Parfois je sors les chasser la nuit. Penchés
dans le pommier on se faufile avec mon chat.
Jamais on a pu en attraper un. Le chat me suit
jusqu'à la maison et il se couche sur le tapis.
Jamais je n'ai capturé un perroquet, mais je sens
qu'à chaque fois qu'ils couinent je deviens muet.
Je communique mal et peu. Si je lis à voix haute
je bute sur les mots et c'est à peine si ma famille me comprend.
Quand je sors, je laisse le chat surveiller la maison.
Je suis revenu et je n'ai pas trouvé la cuisine pleine de cadavres.
Je suis arrivé et je n'ai pas découvert des restes de plumage dans les draps.
Je n'ai pas de la main soupesé leur embaumement.
J'arrive à la maison et mon chat se roule par terre.
J'entends couiner les perroquets tous les matins.
Ils s'envolent au-dessus de ma tête et emportent avec eux mon langage.

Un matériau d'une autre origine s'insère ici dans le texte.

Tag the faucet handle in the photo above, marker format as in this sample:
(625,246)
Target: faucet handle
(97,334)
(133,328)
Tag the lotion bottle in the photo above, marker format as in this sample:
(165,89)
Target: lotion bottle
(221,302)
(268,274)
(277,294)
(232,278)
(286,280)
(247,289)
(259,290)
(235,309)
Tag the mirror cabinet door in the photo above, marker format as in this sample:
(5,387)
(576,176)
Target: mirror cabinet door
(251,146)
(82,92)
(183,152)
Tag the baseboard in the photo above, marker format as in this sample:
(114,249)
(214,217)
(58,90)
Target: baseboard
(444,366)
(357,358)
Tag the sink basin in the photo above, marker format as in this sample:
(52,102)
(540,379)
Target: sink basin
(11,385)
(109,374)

Je ne sais pas comment les fuir.
Je perds la faculté de nommer les choses.
De mettre les choses à leur place.
De converser.
Ceux qui me parlent sont violents, ils ne comprennent pas.
Certains sont comme les perroquets.
Je me faufile.
J'arrive à la maison et mon chat se roule par terre.
J'entends couiner les perroquets tous les matins.
Ils commencent tôt.
Parfois je me fais un café et je sors les voir.
DÉCORATIONS
Dehors Il pleut comme la chimiothérapie dans ma lymphe d'herbe sèche.
Dedans La maison est comme un tremblement.
Sous la protection de la tempête mes décorations grelottent peintures coussins verres sur le poêle toyotomi un cochon d'inde en peluche un python pendu par la tête mes deux iguanes des galapagos mon dingo de pierre mon faux vison américain aveugles sur les étagères chaque tasse de café et soucoupe blanche modèle willow chaque forteresse bateau cabane pont nuage oiseau et bosquet bleu eux aussi tremblant dedans
traînées à la merci du mouvement la bourrasque attirées s'assemblant et tombant avec les pots peints en éclats par terre bordeaux entre la terre glaise et le verre des ronds de serviette les bougies l'encens les vases en osier les bols tibétains et les cloches les statues bouddhistes et les fleurs dans le relief domestique de la coulée de boue
Dehors Il pleut comme si la lumière demandait de l'aide en clignotant.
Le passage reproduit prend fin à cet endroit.